Não se arrependeu. Outra mulher materializou-se no banco à frente, virou-se para trás e disparou um colóquio ininterrupto com a maluca de vermelho, um assunto recheado de bases e cremes, permanentes e escovas, a recém-chegada crivando a outra de perguntas e elogios, enviesando olhares, frustrando definitivamente a tentativa de prosseguir com a conversa. Aproximando-se o ponto, Natanael levantou-se, num salto, bendizendo a salvação pelo gongo, enquanto a mulher da malha vermelha contemplava seu afastamento, no desespero impotente de quem perdeu a última chance.
Quarta cena – Uma jarra na mão e uma ideia na cabeça
- Que diabo Olga foi fazer lá? - Odete não tinha outro pensamento, enquanto atendia os fregueses da lanchonete na qual trabalhava. Ela nem mesmo mora naquele bairro, ela insistia, vasculhando a lógica em busca de uma explicação. Além do mais, era cedo demais para ela visitar alguém, e aquela desculpa de sono perdido não convencia nem criança de seis anos, ela refletia, enquanto despejava quase toda a jarra de suco de laranja no punho da camisa de um freguês, que saiu xingando. Ela pediu mil perdões, mas o homem já ia na calçada, atravessando a rua sem olhar para os lados, grunhindo o punhado fecundo de impurezas que assustou uma mulher que empurrava carrinho de bebê. Nem houve tempo de tapar os ouvidos do pimpolho.

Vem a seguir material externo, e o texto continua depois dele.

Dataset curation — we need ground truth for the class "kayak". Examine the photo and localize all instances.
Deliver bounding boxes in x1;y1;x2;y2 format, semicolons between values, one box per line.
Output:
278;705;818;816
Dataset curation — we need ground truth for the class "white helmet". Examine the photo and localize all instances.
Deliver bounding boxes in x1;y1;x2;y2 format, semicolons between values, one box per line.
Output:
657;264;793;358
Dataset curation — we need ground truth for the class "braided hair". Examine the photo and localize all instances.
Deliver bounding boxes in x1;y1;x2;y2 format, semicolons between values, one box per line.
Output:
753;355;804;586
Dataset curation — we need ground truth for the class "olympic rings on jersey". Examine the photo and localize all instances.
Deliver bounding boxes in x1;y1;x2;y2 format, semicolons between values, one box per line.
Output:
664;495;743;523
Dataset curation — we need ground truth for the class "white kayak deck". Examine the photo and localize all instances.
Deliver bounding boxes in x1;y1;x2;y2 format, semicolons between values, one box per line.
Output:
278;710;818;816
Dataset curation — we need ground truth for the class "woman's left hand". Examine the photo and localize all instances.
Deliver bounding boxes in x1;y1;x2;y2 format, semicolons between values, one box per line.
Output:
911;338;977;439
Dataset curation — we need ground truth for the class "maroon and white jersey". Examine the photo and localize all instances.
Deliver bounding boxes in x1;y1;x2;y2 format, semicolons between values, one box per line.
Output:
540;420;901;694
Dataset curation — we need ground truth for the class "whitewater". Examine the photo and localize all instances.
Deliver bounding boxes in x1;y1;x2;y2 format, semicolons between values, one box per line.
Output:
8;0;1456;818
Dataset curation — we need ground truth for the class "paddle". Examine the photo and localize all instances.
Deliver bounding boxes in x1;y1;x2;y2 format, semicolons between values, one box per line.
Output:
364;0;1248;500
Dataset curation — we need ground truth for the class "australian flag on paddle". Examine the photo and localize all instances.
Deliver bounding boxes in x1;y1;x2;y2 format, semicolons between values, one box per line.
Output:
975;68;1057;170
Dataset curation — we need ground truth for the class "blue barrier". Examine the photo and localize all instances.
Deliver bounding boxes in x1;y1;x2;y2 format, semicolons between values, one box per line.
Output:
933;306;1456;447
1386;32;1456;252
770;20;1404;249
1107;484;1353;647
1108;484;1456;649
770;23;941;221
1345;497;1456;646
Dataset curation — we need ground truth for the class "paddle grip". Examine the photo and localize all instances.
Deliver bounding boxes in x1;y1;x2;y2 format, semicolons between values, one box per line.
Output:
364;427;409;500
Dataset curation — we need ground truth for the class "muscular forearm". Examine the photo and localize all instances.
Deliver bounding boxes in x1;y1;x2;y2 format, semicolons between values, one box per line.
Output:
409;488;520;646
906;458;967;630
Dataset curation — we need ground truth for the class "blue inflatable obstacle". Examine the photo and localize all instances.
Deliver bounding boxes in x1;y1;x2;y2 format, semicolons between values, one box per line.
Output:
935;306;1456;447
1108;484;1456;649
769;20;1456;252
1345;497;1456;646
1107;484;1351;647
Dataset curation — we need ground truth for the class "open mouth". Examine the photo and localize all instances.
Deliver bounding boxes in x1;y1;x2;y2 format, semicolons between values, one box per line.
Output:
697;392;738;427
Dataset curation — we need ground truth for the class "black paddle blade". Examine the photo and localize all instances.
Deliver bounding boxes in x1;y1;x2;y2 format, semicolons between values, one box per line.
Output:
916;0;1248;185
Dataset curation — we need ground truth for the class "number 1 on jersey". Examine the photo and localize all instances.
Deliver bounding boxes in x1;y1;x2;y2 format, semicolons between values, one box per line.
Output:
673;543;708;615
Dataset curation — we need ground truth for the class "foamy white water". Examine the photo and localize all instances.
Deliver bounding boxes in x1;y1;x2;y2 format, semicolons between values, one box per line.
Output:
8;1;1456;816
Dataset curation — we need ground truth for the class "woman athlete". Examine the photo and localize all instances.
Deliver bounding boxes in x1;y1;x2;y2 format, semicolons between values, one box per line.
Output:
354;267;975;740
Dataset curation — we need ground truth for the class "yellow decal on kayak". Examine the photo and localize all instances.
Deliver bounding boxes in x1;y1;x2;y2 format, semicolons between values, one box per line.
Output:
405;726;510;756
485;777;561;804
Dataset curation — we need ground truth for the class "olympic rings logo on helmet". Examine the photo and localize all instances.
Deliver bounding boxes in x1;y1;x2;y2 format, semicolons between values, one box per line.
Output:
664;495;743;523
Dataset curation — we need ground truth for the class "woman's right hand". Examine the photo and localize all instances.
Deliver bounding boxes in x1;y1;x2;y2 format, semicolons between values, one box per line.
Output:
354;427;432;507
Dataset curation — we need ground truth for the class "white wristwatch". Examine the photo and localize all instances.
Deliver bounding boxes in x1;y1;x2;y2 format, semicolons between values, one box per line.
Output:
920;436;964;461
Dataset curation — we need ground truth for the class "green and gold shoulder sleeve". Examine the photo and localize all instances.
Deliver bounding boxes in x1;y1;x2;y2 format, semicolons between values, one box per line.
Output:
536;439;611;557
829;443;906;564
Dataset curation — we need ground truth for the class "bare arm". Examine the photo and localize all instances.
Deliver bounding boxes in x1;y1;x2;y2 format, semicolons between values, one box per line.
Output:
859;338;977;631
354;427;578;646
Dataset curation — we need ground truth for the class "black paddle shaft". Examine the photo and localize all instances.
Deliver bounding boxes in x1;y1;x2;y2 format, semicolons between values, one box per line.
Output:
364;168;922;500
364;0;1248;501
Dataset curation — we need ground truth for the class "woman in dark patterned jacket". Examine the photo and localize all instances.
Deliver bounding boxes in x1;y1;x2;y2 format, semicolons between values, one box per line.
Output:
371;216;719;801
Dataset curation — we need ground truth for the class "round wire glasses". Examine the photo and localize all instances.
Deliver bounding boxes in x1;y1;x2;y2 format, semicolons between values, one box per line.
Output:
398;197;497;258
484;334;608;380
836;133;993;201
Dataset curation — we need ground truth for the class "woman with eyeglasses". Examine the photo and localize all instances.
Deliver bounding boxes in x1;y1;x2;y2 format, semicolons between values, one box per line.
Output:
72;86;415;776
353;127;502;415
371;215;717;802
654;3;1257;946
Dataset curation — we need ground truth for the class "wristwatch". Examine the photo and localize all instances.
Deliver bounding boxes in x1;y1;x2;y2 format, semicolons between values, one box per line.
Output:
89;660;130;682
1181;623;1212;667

- A não ser, voltava Odete, que ela estivesse lá para espioná-la. Era bem capaz, depois daquela cara de inveja que notara na cabeleireira, ao falar do novo namorado. Mas o que ela, Odete, podia fazer? O “carinha” estava na dela, era só estalar os dedos, estava no papo. É verdade que ela não tivera muito sucesso da primeira vez, exatamente por causa da invejosa. Mas da próxima vez não perderia ponto para aquela queimadora de cabelo. Farinha pouca, meu bem, meu pirão primeiro. Está escrito nas estrelas.
Quinta cena – A mentira tem perna curta e língua comprida
- Gracinha, ele, ein, Odete? Como se chama?
- Rodrigo, querida. Você veja só, estava caminhando por ali, vi meu gato no ônibus, fui lá bater um papinho.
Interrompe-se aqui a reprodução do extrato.